Hadoop MapReduce vs MPI (vs Spark vs Mahout vs Mesos) - When to use one over the other?

GuSuku picture GuSuku · Jan 6, 2015 · Viewed 7.1k times · Source

I am new to parallel computing and just starting to try out MPI and Hadoop+MapReduce on Amazon AWS. But I am confused about when to use one over the other.

For example, one common rule of thumb advice I see can be summarized as...

  • Big data, non-iterative, fault tolerant => MapReduce
  • Speed, small data, iterative, non-Mapper-Reducer type => MPI

But then, I also see implementation of MapReduce on MPI (MR-MPI) which does not provide fault tolerance but seems to be more efficient on some benchmarks than MapReduce on Hadoop, and seems to handle big data using out-of-core memory.

Conversely, there are also MPI implementations (MPICH2-YARN) on new generation Hadoop Yarn with its distributed file system (HDFS).

Besides, there seems to be provisions within MPI (Scatter-Gather, Checkpoint-Restart, ULFM and other fault tolerance) that mimic several features of MapReduce paradigm.

And how does Mahout, Mesos and Spark fit in all this?

What criteria can be used when deciding between (or a combo of) Hadoop MapReduce, MPI, Mesos, Spark and Mahout?

Answer

Aaron Altman picture Aaron Altman · Apr 8, 2015

There might be good technical criteria for this decision but I haven't seen anything published on it. There seems to be a cultural divide where it's understood that MapReduce gets used for sifting through data in corporate environments while scientific workloads use MPI. That may be due to underlying sensitivity of those workloads to network performance. Here are a few thoughts about how to find out:

Many modern MPI implementations can run over multiple networks but are heavily optimized for Infiniband. The canonical use case for MapReduce seems to be in a cluster of "white box" commodity systems connected via ethernet. A quick search on "MapReduce Infiniband" leads to http://dl.acm.org/citation.cfm?id=2511027 which suggests that use of Infiniband in a MapReduce environment is a relatively new thing.
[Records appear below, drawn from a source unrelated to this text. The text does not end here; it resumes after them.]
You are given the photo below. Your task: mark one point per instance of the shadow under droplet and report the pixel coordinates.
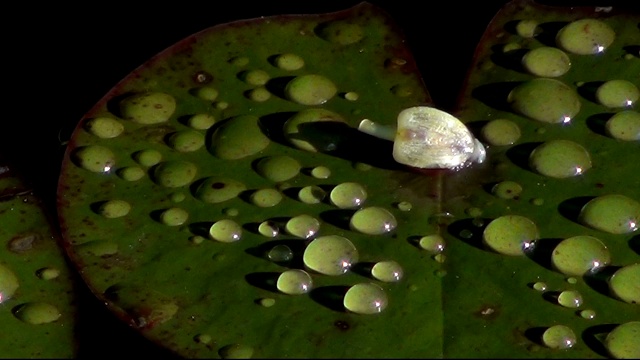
(571, 208)
(331, 297)
(264, 280)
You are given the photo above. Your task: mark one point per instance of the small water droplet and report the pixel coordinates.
(387, 271)
(613, 213)
(348, 195)
(510, 234)
(579, 255)
(365, 298)
(622, 342)
(585, 37)
(295, 282)
(330, 255)
(225, 230)
(373, 220)
(559, 337)
(560, 159)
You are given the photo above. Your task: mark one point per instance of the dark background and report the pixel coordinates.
(59, 61)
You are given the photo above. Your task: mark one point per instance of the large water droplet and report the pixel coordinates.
(278, 168)
(387, 271)
(225, 230)
(617, 93)
(624, 125)
(365, 298)
(148, 108)
(373, 220)
(294, 282)
(560, 159)
(310, 89)
(510, 234)
(613, 213)
(303, 226)
(238, 137)
(8, 283)
(579, 255)
(174, 174)
(348, 195)
(559, 337)
(625, 283)
(546, 100)
(95, 158)
(622, 342)
(215, 190)
(37, 313)
(546, 61)
(585, 37)
(330, 255)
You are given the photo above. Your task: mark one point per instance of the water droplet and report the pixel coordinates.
(560, 159)
(387, 271)
(373, 220)
(507, 190)
(613, 213)
(625, 284)
(225, 230)
(546, 61)
(546, 100)
(104, 127)
(299, 129)
(617, 93)
(303, 226)
(46, 273)
(311, 194)
(186, 140)
(280, 253)
(330, 255)
(278, 168)
(559, 337)
(289, 62)
(622, 342)
(310, 89)
(294, 282)
(174, 216)
(624, 125)
(588, 314)
(570, 299)
(433, 243)
(585, 37)
(131, 173)
(365, 298)
(95, 158)
(8, 283)
(268, 229)
(37, 313)
(579, 255)
(340, 32)
(215, 190)
(266, 197)
(348, 195)
(510, 234)
(236, 351)
(148, 108)
(173, 174)
(540, 286)
(321, 172)
(500, 132)
(527, 28)
(201, 121)
(238, 138)
(147, 157)
(114, 208)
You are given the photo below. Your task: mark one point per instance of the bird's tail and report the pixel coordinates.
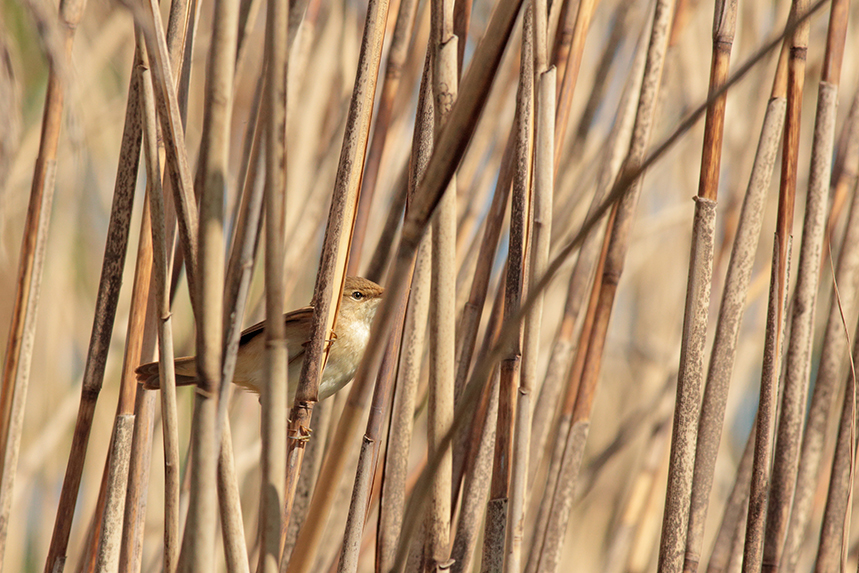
(186, 373)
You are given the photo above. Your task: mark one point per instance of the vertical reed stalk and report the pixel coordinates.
(369, 454)
(394, 485)
(167, 376)
(798, 360)
(727, 547)
(397, 53)
(274, 401)
(753, 551)
(564, 348)
(332, 269)
(607, 286)
(835, 531)
(170, 116)
(478, 462)
(442, 309)
(393, 495)
(730, 317)
(199, 540)
(690, 377)
(829, 373)
(494, 544)
(111, 520)
(540, 236)
(131, 551)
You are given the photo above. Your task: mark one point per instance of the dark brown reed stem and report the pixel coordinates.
(397, 53)
(798, 360)
(414, 336)
(442, 310)
(690, 379)
(329, 281)
(541, 233)
(161, 266)
(470, 319)
(274, 400)
(495, 549)
(728, 325)
(832, 364)
(478, 461)
(753, 550)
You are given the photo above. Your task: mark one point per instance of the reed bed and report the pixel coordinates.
(614, 335)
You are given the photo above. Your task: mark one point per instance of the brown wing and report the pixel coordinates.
(297, 323)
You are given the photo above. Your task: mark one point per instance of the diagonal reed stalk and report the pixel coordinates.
(730, 317)
(690, 379)
(495, 534)
(329, 286)
(758, 498)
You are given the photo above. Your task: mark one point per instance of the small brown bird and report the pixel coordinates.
(361, 298)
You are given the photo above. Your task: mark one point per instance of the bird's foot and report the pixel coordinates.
(301, 435)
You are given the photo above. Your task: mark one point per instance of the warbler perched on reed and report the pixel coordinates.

So why would you want to run on a system that's highly optimized for Infiniband? It's significantly more expensive than ethernet but has higher bandwidth, lower latency and scales better in cases of high network contention (ref: http://www.hpcadvisorycouncil.com/pdf/IB_and_10GigE_in_HPC.pdf).

If you have an application that would be sensitive to those effects of optimizations for Infiniband that are already baked into many MPI libraries, maybe that would be useful for you. If your app is relatively insensitive to network performance and spends more time on computations that don't require communication between processes, maybe MapReduce is a better choice.

If you have the opportunity to run benchmarks, you could do a projection on whichever system you have available to see how much improved network performance would help. Try throttling your network: downclock GigE to 100mbit or Infiniband QDR to DDR, for example, draw a line through the results and see if the purchase of a faster interconnect optimized by MPI would get you where you want to go.